Haley Barbour, now Mississippi's governor, was the party's executive director and was still a Reaganite. After the convention opened, with Mississippi the only story in town, I heard from Barbour — who couldn't find a place near the hall for the Mississippi delegates to hold a meeting. Bob Chandler, who was the CBS perimeter producer, had a trailer available, and that's where the Mississippi delegates met. They split about evenly between Ford and Reagan, and so the unit rule was dropped. For Ford, however, the 15 votes he got as a result were all he needed to be sure of the nominations.
But the CBS trailer had not been entirely empty when the delegates met. In a back room, two network pages (sons, as it happened, of correspondents Roger Mudd and Bill Moyers) had been having lunch. Once the delegates had left, they happily met Mike Wallace, on camera, in front of the trailer and reported that, in effect, the contest was over.
Finally, we come to the "co-presidency" of Gerald Ford. Once again the highlights were on CBS. There was no contest for president at the Republican convention of 1980, and (aside form a spurious one at that year's Democratic convention) there has not been another contest to this day. But there was genuine uncertainty about the vice president (something you no longer see much of) right up until the third day of the convention. The obvious choice, for a lot of reasons we all know) was George H. W. Bush, but there was one little problem. The Reagans didn't like him much. On the opening day of the convention, the Reagan campaign put out a list of six names, including Bush, that were under consideration. None of them was the man who was scheduled to appear in the CBS anchor booth on the night of Reagan's nomination.
By then there had been rumors on the floor about a "dream ticket" of Ronald Reagan and Jerry Ford — which, until that afternoon, most of us had found hard to take seriously. Why in the world would a man who'd been No. 1 want to be No. 2? Walter soon found out.
In perhaps his finest interview, Cronkite speedily pried Ford's availability for the number two post out of him. It started with the former president shrugging off the rumors. As Cronkite probed, however, Ford displayed detailed expertise on the constitutional issues involved in such a ticket (he and Reagan were both domiciled in California). Mrs. Ford was then drawn into a discussion of how she would decorate the country's new vice presidential mansion (there was none when Ford had formerly held the post). She had obviously given it some thought already.
Worse still for the architects of a Reagan-Ford ticket was a phrase in a memo I'd sent Walter summarizing the deal being negotiated between the Reagan campaign's Ed Meese and Bill Casey and, representing Ford, Alan Greenspan and Henry Kissinger. "What seems to be under consideration," I wrote, "was a sort of co-presidency."
Under it, Ford (with a little help, presumably, from Kissinger) would have special responsibility for defense and foreign policy.
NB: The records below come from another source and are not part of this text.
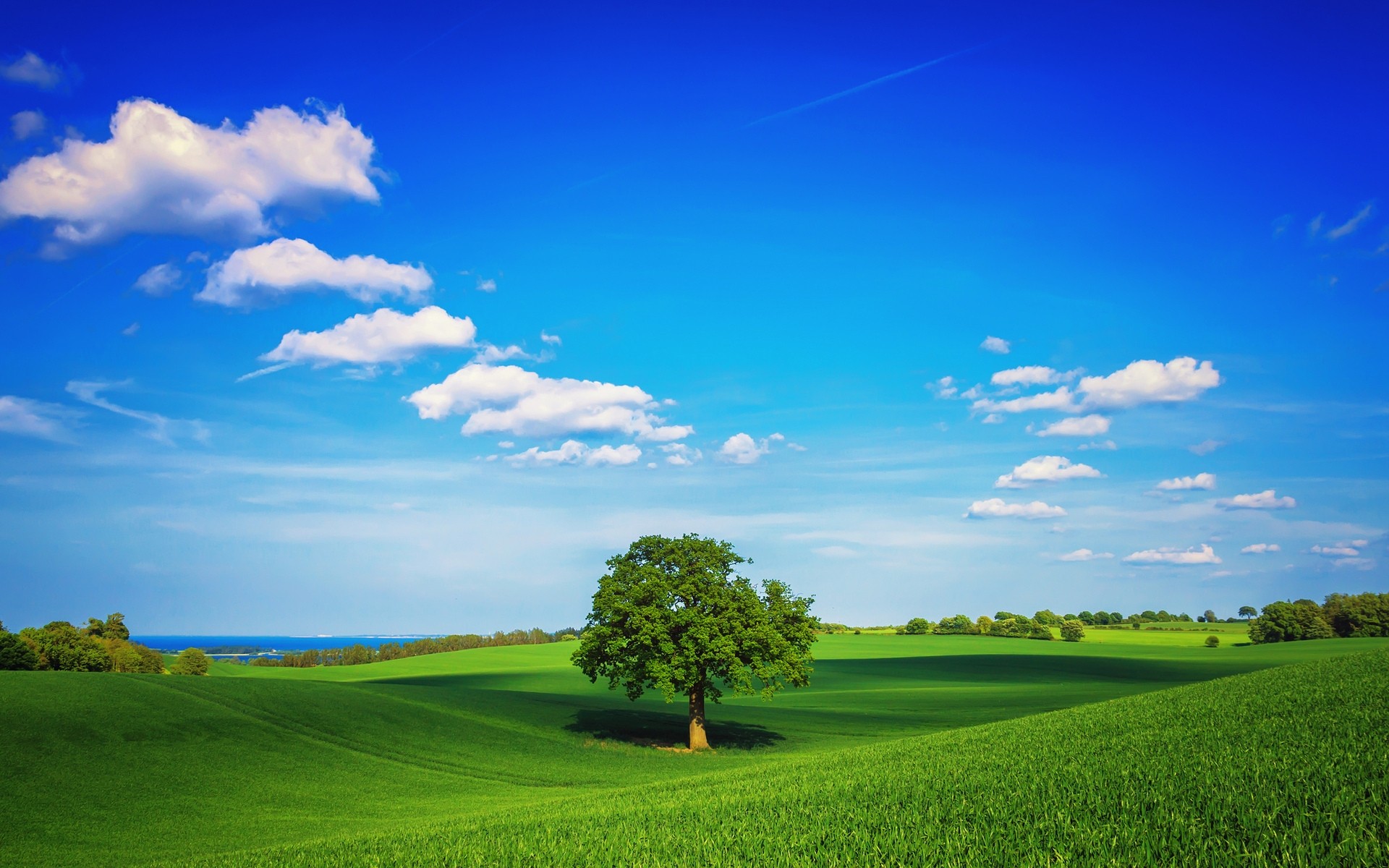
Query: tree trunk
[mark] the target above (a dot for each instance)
(699, 741)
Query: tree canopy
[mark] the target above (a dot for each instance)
(673, 616)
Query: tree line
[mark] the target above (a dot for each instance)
(357, 655)
(1339, 617)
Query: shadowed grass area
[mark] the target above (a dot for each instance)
(143, 768)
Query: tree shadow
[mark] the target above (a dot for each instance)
(659, 729)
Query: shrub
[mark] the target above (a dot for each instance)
(16, 653)
(191, 661)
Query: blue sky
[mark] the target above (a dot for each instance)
(324, 326)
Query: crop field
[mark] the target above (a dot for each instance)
(904, 749)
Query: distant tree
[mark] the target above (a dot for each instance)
(955, 625)
(191, 661)
(1357, 616)
(61, 646)
(16, 653)
(1289, 623)
(673, 616)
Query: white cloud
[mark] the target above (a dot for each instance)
(573, 451)
(1102, 445)
(158, 281)
(744, 449)
(1263, 501)
(1045, 469)
(679, 454)
(161, 173)
(292, 265)
(1178, 557)
(30, 418)
(1351, 226)
(161, 428)
(25, 124)
(1085, 555)
(995, 507)
(1060, 399)
(1147, 381)
(507, 399)
(33, 69)
(1205, 448)
(1076, 427)
(1339, 550)
(1185, 484)
(380, 336)
(1031, 375)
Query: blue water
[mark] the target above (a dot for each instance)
(268, 643)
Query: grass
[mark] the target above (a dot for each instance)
(146, 768)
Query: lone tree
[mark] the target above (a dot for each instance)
(671, 616)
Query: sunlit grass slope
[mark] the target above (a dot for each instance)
(1284, 767)
(143, 768)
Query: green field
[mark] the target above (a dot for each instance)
(485, 756)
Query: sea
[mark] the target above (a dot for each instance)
(266, 646)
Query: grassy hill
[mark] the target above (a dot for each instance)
(145, 768)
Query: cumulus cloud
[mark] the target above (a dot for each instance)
(573, 451)
(33, 69)
(381, 336)
(158, 281)
(1085, 555)
(160, 427)
(1263, 501)
(1178, 557)
(294, 265)
(30, 418)
(1351, 226)
(1045, 469)
(1205, 448)
(161, 173)
(1076, 427)
(507, 399)
(1185, 484)
(25, 124)
(744, 449)
(995, 507)
(1147, 381)
(1031, 375)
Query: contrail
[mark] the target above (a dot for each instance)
(872, 84)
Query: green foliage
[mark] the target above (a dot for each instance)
(955, 625)
(61, 646)
(16, 653)
(1285, 621)
(191, 661)
(895, 803)
(671, 616)
(917, 626)
(1357, 616)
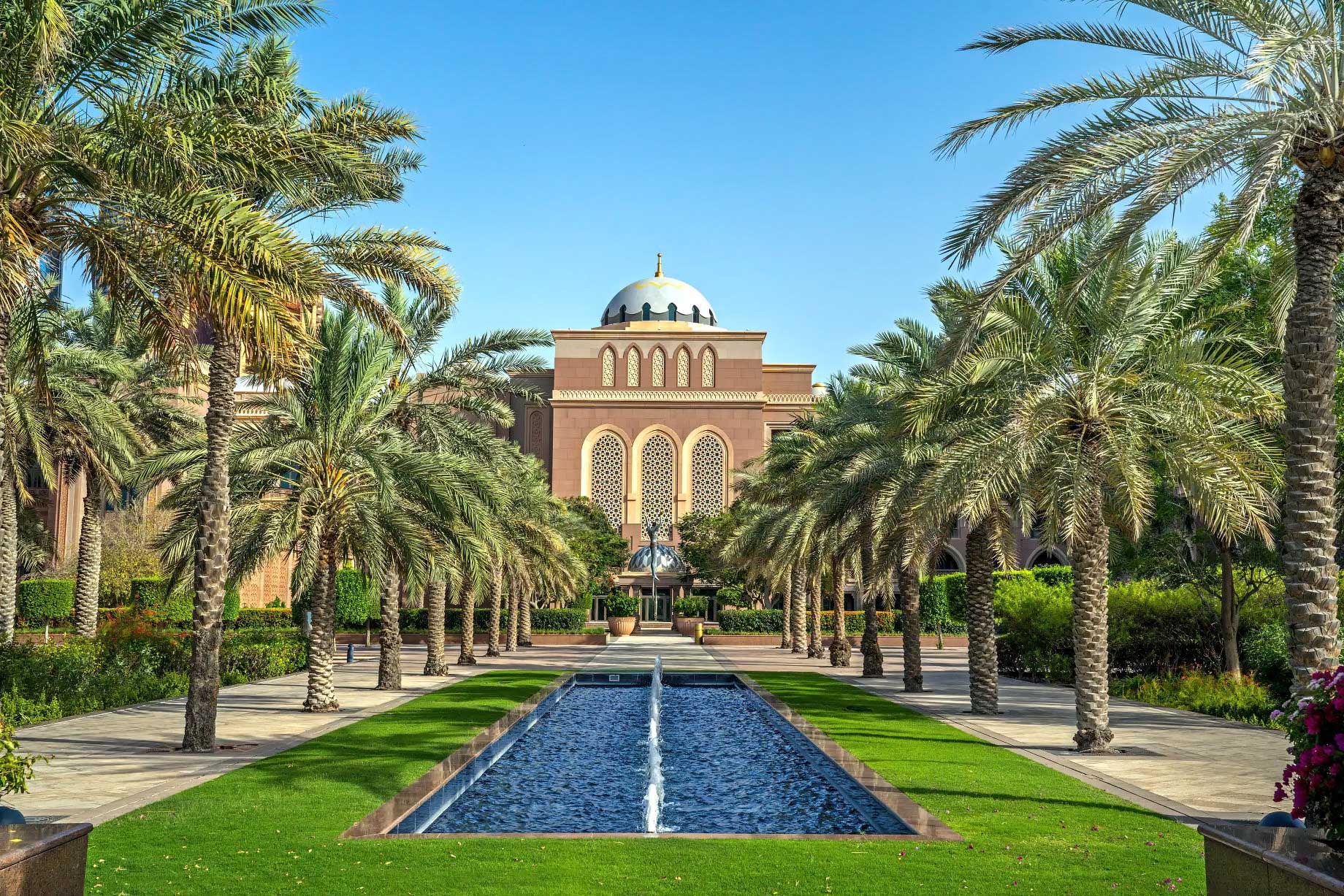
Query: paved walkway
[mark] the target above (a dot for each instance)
(1175, 762)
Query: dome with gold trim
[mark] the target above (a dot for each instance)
(659, 299)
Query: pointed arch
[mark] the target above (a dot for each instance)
(657, 367)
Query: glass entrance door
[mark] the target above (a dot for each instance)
(656, 608)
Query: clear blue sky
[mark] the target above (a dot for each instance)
(780, 155)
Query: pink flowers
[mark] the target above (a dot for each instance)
(1316, 730)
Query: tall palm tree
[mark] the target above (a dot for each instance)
(327, 473)
(1246, 91)
(1081, 379)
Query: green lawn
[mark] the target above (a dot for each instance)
(275, 827)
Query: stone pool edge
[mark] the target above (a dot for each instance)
(378, 824)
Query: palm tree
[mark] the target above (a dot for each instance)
(1229, 89)
(327, 473)
(1083, 379)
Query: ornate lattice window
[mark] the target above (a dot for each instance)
(632, 367)
(657, 364)
(656, 483)
(606, 477)
(709, 468)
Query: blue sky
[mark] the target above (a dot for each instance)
(779, 155)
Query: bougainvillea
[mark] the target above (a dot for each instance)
(1316, 730)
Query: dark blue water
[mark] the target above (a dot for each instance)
(731, 765)
(734, 766)
(579, 769)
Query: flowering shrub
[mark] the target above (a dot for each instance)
(1316, 731)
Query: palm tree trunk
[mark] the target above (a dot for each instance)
(511, 641)
(1230, 613)
(912, 672)
(211, 550)
(798, 611)
(89, 564)
(436, 608)
(390, 635)
(814, 617)
(8, 551)
(8, 507)
(1310, 446)
(868, 646)
(840, 643)
(982, 652)
(496, 598)
(1092, 661)
(321, 637)
(467, 656)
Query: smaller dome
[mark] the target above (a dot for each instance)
(668, 561)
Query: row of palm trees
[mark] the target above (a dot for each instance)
(167, 152)
(1073, 399)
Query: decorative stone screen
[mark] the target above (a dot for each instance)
(606, 477)
(657, 361)
(632, 367)
(656, 483)
(709, 469)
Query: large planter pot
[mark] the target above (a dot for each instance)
(43, 860)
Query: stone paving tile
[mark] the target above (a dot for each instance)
(1176, 762)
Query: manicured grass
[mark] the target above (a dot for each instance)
(275, 827)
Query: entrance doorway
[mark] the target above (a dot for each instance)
(656, 608)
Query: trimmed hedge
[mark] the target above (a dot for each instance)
(264, 619)
(355, 601)
(46, 600)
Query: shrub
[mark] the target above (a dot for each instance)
(46, 600)
(558, 619)
(622, 605)
(691, 606)
(355, 601)
(752, 621)
(1196, 691)
(262, 619)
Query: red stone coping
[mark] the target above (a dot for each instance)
(382, 820)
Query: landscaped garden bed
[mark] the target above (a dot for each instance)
(276, 825)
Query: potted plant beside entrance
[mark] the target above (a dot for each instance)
(620, 613)
(690, 613)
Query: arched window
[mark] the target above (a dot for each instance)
(657, 368)
(632, 367)
(606, 477)
(657, 462)
(709, 475)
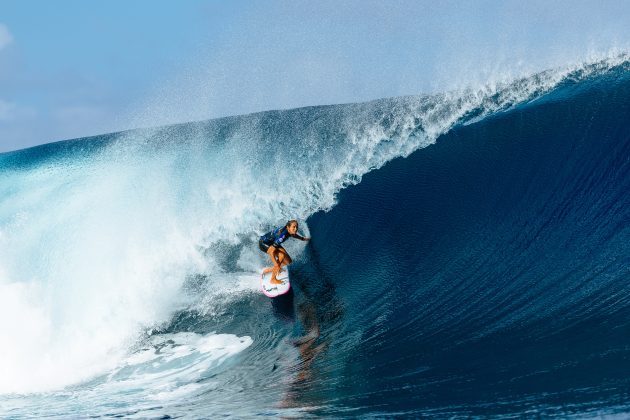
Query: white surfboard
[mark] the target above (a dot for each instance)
(273, 290)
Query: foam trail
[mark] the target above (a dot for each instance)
(97, 237)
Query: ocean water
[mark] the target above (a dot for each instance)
(470, 257)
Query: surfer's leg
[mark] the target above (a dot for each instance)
(275, 269)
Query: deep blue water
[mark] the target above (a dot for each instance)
(489, 273)
(484, 272)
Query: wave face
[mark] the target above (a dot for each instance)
(484, 274)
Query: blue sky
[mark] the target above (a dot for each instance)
(70, 69)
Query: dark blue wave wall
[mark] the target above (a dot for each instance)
(488, 273)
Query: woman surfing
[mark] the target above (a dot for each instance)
(271, 244)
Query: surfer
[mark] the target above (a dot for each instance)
(271, 244)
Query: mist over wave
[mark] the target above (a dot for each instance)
(116, 248)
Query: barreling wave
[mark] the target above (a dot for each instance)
(433, 282)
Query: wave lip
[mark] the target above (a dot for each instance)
(105, 239)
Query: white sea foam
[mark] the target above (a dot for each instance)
(95, 250)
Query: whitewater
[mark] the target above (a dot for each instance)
(128, 261)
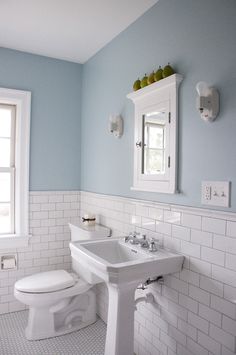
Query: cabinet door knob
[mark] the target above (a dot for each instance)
(139, 144)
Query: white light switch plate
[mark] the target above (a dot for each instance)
(216, 193)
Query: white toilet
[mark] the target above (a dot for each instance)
(59, 302)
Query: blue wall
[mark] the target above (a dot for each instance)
(55, 117)
(198, 38)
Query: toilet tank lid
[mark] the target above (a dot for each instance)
(42, 282)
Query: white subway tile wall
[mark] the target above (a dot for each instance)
(49, 214)
(195, 310)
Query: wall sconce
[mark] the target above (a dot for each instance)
(116, 125)
(207, 101)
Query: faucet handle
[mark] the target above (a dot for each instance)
(143, 241)
(152, 245)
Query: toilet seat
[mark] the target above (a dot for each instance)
(45, 282)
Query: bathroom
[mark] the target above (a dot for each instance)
(78, 167)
When Cronkite ran that "sort of co-presidency" past the former president, Ford readily took the bait and went on to draw the parameters of such a role. An appalled Reagan called Ford, pressed him for an immediate acceptance without conditions and, apparently to his relief, was turned down.
More recently, the highlight moments with presidents have been fewer. But hey, the millennium is young.